For me, I was still digging my heels in, thinking to myself. I am right, it doesn’t matter if they have different ideas of ethics, those ideas are wrong. It took reading this passage to actually (but still, I must admit, not fully) begin to shift my thinking.
“Shifting to distance-near terms, it is clear from other stories in this genre that Deng You’s choice would be characterized as gong, a word meaning ‘‘unselfish, public-spirited, public,’’ whose contrary is si, meaning ‘‘selfish, private, putting one’s own interests ahead of others.’’ Once Deng You’s decision is cast in distance near terms, it becomes not only the superior ethical choice, but the only ethical choice.” -Garrett
Good Intentions Do Not Always Lead to Results
In fact, your mind will probably try to rationalize due to the cognitive dissonance and other biases at play. It is not easy — it’s not a quick fix, but that doesn’t mean that examining the levels of influence isn’t instrumental to the design thinking process.
‘‘Greater self-reflexivity may not suffice to reveal to ourselves our own biases and blind spots and raises the prospect that reflexivity might actually be a form of rationalization for unconscious motivations and prejudices’’ (Haggerty 153–162).
Human-Centered Design Thinking
The advice, “leave your biases at the door” can’t actually happen without putting in the hard work.
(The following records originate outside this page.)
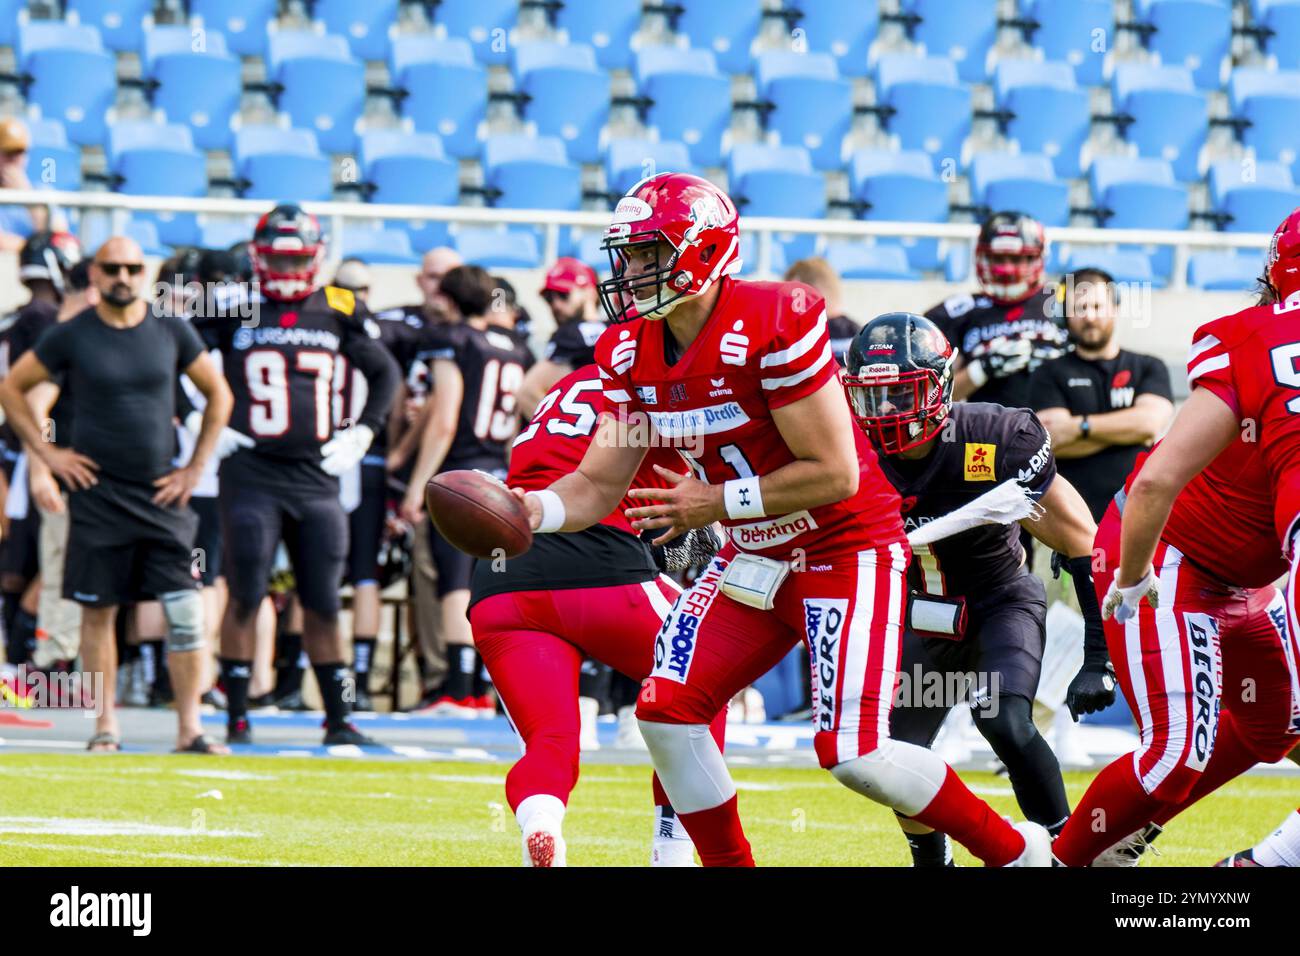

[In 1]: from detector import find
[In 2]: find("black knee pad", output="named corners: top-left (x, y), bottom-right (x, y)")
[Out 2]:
top-left (971, 694), bottom-right (1039, 754)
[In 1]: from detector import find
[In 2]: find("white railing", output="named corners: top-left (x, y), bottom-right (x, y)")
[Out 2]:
top-left (0, 187), bottom-right (1275, 288)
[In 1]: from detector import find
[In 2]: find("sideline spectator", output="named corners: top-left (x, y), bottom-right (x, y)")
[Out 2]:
top-left (514, 257), bottom-right (602, 419)
top-left (0, 118), bottom-right (51, 251)
top-left (783, 256), bottom-right (860, 366)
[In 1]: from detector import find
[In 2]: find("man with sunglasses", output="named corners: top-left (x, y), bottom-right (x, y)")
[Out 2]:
top-left (0, 237), bottom-right (235, 753)
top-left (0, 117), bottom-right (51, 252)
top-left (515, 257), bottom-right (605, 419)
top-left (842, 313), bottom-right (1111, 866)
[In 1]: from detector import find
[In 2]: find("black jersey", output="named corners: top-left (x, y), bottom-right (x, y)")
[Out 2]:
top-left (196, 286), bottom-right (399, 493)
top-left (0, 300), bottom-right (60, 452)
top-left (417, 321), bottom-right (534, 471)
top-left (543, 319), bottom-right (606, 368)
top-left (925, 286), bottom-right (1067, 409)
top-left (876, 403), bottom-right (1056, 598)
top-left (339, 304), bottom-right (428, 459)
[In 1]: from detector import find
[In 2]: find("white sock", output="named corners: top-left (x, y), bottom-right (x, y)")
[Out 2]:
top-left (515, 793), bottom-right (565, 834)
top-left (1253, 809), bottom-right (1300, 867)
top-left (651, 806), bottom-right (696, 866)
top-left (653, 805), bottom-right (691, 842)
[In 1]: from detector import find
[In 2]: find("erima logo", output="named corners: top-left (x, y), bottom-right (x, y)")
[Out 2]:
top-left (49, 886), bottom-right (151, 936)
top-left (709, 375), bottom-right (733, 397)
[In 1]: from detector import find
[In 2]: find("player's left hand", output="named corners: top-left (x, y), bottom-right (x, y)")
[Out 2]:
top-left (1102, 568), bottom-right (1159, 623)
top-left (320, 424), bottom-right (375, 476)
top-left (625, 465), bottom-right (725, 546)
top-left (152, 463), bottom-right (202, 508)
top-left (1065, 660), bottom-right (1117, 721)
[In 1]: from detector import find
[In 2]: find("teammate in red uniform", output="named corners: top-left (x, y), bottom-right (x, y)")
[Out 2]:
top-left (1053, 208), bottom-right (1300, 866)
top-left (513, 173), bottom-right (1050, 867)
top-left (469, 363), bottom-right (723, 866)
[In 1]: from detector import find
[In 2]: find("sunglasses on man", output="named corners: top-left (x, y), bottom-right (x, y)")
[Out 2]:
top-left (98, 262), bottom-right (145, 276)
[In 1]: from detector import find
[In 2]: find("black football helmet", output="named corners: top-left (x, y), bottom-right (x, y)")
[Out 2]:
top-left (975, 210), bottom-right (1045, 304)
top-left (250, 203), bottom-right (325, 301)
top-left (19, 230), bottom-right (81, 295)
top-left (842, 313), bottom-right (956, 455)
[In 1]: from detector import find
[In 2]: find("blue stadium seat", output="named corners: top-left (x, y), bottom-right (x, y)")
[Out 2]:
top-left (1187, 250), bottom-right (1266, 290)
top-left (786, 0), bottom-right (878, 77)
top-left (970, 153), bottom-right (1069, 226)
top-left (199, 218), bottom-right (257, 250)
top-left (1063, 247), bottom-right (1158, 284)
top-left (557, 0), bottom-right (642, 71)
top-left (849, 149), bottom-right (947, 270)
top-left (825, 242), bottom-right (920, 281)
top-left (1022, 0), bottom-right (1110, 86)
top-left (1209, 159), bottom-right (1300, 232)
top-left (143, 26), bottom-right (242, 151)
top-left (358, 130), bottom-right (458, 252)
top-left (107, 122), bottom-right (207, 197)
top-left (192, 0), bottom-right (277, 57)
top-left (1135, 0), bottom-right (1230, 90)
top-left (904, 0), bottom-right (997, 83)
top-left (737, 232), bottom-right (790, 276)
top-left (605, 138), bottom-right (693, 196)
top-left (1229, 68), bottom-right (1300, 168)
top-left (391, 36), bottom-right (488, 160)
top-left (24, 118), bottom-right (80, 192)
top-left (755, 50), bottom-right (852, 171)
top-left (454, 227), bottom-right (542, 268)
top-left (874, 54), bottom-right (972, 163)
top-left (1112, 63), bottom-right (1207, 182)
top-left (512, 42), bottom-right (610, 165)
top-left (635, 47), bottom-right (732, 168)
top-left (945, 243), bottom-right (972, 282)
top-left (483, 134), bottom-right (582, 210)
top-left (123, 218), bottom-right (170, 258)
top-left (233, 126), bottom-right (333, 201)
top-left (1089, 156), bottom-right (1189, 230)
top-left (17, 22), bottom-right (116, 147)
top-left (434, 0), bottom-right (519, 67)
top-left (339, 226), bottom-right (420, 265)
top-left (728, 144), bottom-right (824, 261)
top-left (1260, 0), bottom-right (1300, 70)
top-left (313, 0), bottom-right (399, 62)
top-left (568, 232), bottom-right (613, 277)
top-left (267, 32), bottom-right (365, 154)
top-left (994, 59), bottom-right (1090, 179)
top-left (67, 0), bottom-right (153, 53)
top-left (675, 0), bottom-right (762, 75)
top-left (0, 0), bottom-right (26, 48)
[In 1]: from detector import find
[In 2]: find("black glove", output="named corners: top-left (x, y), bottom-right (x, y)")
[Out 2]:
top-left (1062, 553), bottom-right (1117, 721)
top-left (646, 524), bottom-right (724, 573)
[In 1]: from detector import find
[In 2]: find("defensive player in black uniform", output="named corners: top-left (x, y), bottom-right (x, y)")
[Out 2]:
top-left (842, 314), bottom-right (1115, 866)
top-left (0, 231), bottom-right (81, 664)
top-left (196, 205), bottom-right (400, 745)
top-left (400, 265), bottom-right (534, 716)
top-left (925, 212), bottom-right (1068, 409)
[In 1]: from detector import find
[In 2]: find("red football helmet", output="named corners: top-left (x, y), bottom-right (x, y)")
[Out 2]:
top-left (975, 211), bottom-right (1046, 304)
top-left (598, 172), bottom-right (741, 322)
top-left (250, 203), bottom-right (325, 301)
top-left (540, 256), bottom-right (597, 295)
top-left (1267, 206), bottom-right (1300, 306)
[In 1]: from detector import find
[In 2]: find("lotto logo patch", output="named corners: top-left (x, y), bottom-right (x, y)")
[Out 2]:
top-left (652, 558), bottom-right (726, 684)
top-left (804, 599), bottom-right (848, 733)
top-left (1184, 612), bottom-right (1222, 772)
top-left (963, 443), bottom-right (997, 481)
top-left (324, 285), bottom-right (355, 315)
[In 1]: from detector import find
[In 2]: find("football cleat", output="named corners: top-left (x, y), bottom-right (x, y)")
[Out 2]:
top-left (1214, 849), bottom-right (1261, 867)
top-left (578, 695), bottom-right (601, 751)
top-left (1005, 822), bottom-right (1053, 867)
top-left (226, 717), bottom-right (253, 745)
top-left (522, 815), bottom-right (567, 867)
top-left (271, 688), bottom-right (310, 712)
top-left (1093, 823), bottom-right (1163, 867)
top-left (417, 695), bottom-right (479, 719)
top-left (475, 694), bottom-right (496, 719)
top-left (651, 839), bottom-right (699, 867)
top-left (322, 722), bottom-right (380, 747)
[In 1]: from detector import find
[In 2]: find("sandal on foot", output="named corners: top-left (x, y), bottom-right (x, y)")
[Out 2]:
top-left (87, 732), bottom-right (121, 752)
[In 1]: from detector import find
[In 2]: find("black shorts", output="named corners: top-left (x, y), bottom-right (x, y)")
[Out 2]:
top-left (189, 495), bottom-right (222, 586)
top-left (64, 477), bottom-right (200, 607)
top-left (893, 566), bottom-right (1047, 728)
top-left (346, 462), bottom-right (387, 587)
top-left (219, 479), bottom-right (348, 616)
top-left (0, 509), bottom-right (40, 583)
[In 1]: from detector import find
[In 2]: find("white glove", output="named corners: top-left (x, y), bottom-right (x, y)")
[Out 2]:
top-left (320, 424), bottom-right (375, 476)
top-left (981, 336), bottom-right (1035, 378)
top-left (184, 410), bottom-right (255, 460)
top-left (1102, 569), bottom-right (1160, 624)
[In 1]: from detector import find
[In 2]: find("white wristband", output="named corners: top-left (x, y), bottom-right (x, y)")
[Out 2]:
top-left (530, 489), bottom-right (566, 534)
top-left (723, 478), bottom-right (765, 520)
top-left (966, 358), bottom-right (988, 389)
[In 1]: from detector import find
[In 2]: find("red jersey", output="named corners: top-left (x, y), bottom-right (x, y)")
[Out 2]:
top-left (1187, 300), bottom-right (1300, 558)
top-left (594, 277), bottom-right (904, 559)
top-left (508, 363), bottom-right (680, 535)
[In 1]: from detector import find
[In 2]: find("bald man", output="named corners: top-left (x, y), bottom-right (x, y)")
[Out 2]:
top-left (0, 237), bottom-right (235, 753)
Point being, if we want our designs to be effective, we have to align them with the situation, not with our own preconceptions.
Bringing our full selves — our identities and world-views — to the conversation is still important, valuable even. Self-awareness is simply the ability to understand where we might be blinding ourselves. And when entering into the empathizing step of design thinking, shedding that sense of self, even for a moment, to really understand the other person. By doing so, you can truly understand the pain points of the user; contextualize the problem and be able to get to the root of it; and iterate on your design in a productive, user-focused way.